Finder reports Java applications as damaged when Gatekeeper is on
| Originator: | juandesant | ||
| Number: | rdar://14346748 | Date Originated: | 03/07/2013 |
| Status: | Closed (Third party to resolve) | Resolved: | 12/07/2013 |
| Product: | OS X | Product Version: | 10.8.4 (12E55) |
| Classification: | UI/Usability | Reproducible: | Always |
Summary: After downloading a Java application, and Gatekeeper is set to only allow applications from either the Mac App Store or identified developers, trying to run the application results in the Finder reporting that the application is damaged Steps to Reproduce: 1) Download a Java-based application, for instance, the Aladin Sky Atlas: http://aladin.u-strasbg.fr/java/Aladin.dmg 2) Open the .dmg and move Aladin.app to the /Applications folder 3) Double click on Aladin.app in the /Applications folder Expected Results: The Finder should show an alert that the file is not signed, and disallow execution. After that, control-clic on the application icon and then clicking Open in the pop-up menu should show an alert that the file is not signed, and after accepting it, the application should start. Actual Results: The Finder shows an alert that the file is damaged (see attached screenshot), and offers to move it to the Trash. Control-clic on the application icon, and then clicking Open in the pop-up menu shows the same dialog. Regression: Happens in all versions of Mac OS X 10.8.x. Not tested in 10.9 yet. Notes: There are two workarounds: 1) erasing the com.apple.quarantine extended attribute with xattr -d com.apple.quarantine /Applications/Aladin.app 2) deactivate Gatekeeper before trying to open the application, and possibly reactivate it after the application has run for the first time.
Comments
Please note: Reports posted here will not necessarily be seen by Apple. All problems should be submitted at bugreport.apple.com before they are posted here. Please only post information for Radars that you have filed yourself, and please do not include Apple confidential information in your posts. Thank you!
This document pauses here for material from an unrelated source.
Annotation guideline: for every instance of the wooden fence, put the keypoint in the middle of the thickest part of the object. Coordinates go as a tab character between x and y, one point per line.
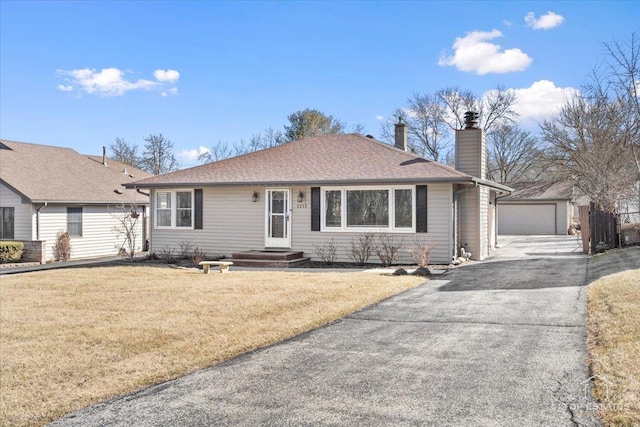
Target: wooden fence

17-Jul-2013 07:32 PM Juan de Dios Santander Vela reply
After talking with the developer of another application with the same problem, Topcat, I have been able to use codesign to verify the issue. I have found this recently published hint:
http://hints.macworld.com/article.php?story=20130715141650672
I have been able both to use my Developer ID, and the ad-hoc signature, to bypass the problem. However, if the cause is how the JavaStub is signed, that should still be considered a bug, or at least an official workaround proposed.
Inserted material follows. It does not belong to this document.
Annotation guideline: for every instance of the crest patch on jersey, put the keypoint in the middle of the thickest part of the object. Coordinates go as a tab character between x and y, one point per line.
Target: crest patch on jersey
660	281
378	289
12-Jul-2013 05:31 PM Apple Developer Bug Reporting Team reply
Engineering has determined that this is an issue for a third party to resolve.
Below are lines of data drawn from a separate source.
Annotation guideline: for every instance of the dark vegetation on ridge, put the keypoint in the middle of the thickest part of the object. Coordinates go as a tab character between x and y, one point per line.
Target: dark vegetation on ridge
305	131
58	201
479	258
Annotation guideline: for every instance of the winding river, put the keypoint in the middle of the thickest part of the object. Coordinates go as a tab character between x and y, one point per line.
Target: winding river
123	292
The Aladin.app is signed, and its signature has been broken. This is very different from being altogether unsigned. Programs with existing, broken signatures cannot be allowed through Gatekeeper. You need to get a new, un-broken version of this App from its developer.
If you have questions regarding the resolution of this issue, please update your bug report with them.
We are closing this report.
Please be sure to regularly check new Apple releases for any updates that might affect this issue.